Overcoming the Blockers: Advantages of a Digital Transformation
As stated, the most popular argument for delaying a digital transformation is the cost. To put it in a different perspective, one of the leading contributors to production delays, compliance issues, and product recalls is human error. The escalating prices of raw materials and components is putting pressure on companies to reduce costs on their end. Investing in upgrading equipment and technology is the route to cost-effective, intelligent manufacturing. The elimination of human error alone results in a significant cost savings in a short amount of time and well outstrips the cost of new systems.
Advanced technology has accelerated system setup and deployment processes. For example, a modern, lightweight MES technology takes as few as 90 days to implement. It’s designed to adapt to your operation, so digitized production records can emulate what your operators are used to seeing and working with in their job responsibilities. This means you shorten production cycles and lead times and recognize ROI sooner.

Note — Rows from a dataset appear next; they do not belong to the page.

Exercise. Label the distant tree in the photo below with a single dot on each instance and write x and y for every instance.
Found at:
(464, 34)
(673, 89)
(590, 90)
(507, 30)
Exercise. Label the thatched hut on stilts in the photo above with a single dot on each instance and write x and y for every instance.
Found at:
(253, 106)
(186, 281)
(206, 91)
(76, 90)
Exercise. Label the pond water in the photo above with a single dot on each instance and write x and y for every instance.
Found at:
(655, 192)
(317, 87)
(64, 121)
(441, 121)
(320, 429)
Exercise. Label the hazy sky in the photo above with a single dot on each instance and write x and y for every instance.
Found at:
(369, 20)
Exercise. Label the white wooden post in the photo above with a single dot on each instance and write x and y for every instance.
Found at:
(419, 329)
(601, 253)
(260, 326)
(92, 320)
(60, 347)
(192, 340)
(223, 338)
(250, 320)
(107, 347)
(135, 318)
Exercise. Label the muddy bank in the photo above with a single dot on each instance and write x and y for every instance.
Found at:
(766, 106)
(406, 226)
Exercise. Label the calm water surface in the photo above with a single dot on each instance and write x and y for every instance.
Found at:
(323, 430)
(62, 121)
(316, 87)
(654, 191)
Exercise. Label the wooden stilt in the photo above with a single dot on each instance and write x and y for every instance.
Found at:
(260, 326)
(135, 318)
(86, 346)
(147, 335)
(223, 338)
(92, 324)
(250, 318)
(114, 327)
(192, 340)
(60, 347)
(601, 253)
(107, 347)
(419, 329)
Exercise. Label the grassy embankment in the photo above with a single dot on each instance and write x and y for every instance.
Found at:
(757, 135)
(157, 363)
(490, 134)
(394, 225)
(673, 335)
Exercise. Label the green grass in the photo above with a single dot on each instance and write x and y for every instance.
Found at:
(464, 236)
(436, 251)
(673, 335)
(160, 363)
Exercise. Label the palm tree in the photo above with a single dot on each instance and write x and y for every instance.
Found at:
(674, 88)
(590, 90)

An Era of Connectivity, Advanced Analytics, and Automation
Digitized manufacturing operations embed intelligence and connectivity into your manufacturing ecosystem. The ability to gather and analyze high-quality, real-time data enhances manufacturing performance from raw materials to finished products. Business units, such as quality and manufacturing departments, become more unified, which helps foster cross-departmental communication throughout the organization.
The digitized manufacturing environment is here and continues to gain momentum. For many companies in the life sciences arena, industry 4.0 is a business strategy. Overall, 63 percent cited that digital maturity is a competitive differentiator. It aligns the people and culture with the organization’s mission and objectives and better positions the company for future success.
- “The State of Digital Maturity in Pharma and Medtech Manufacturing,” Master Control, 2023.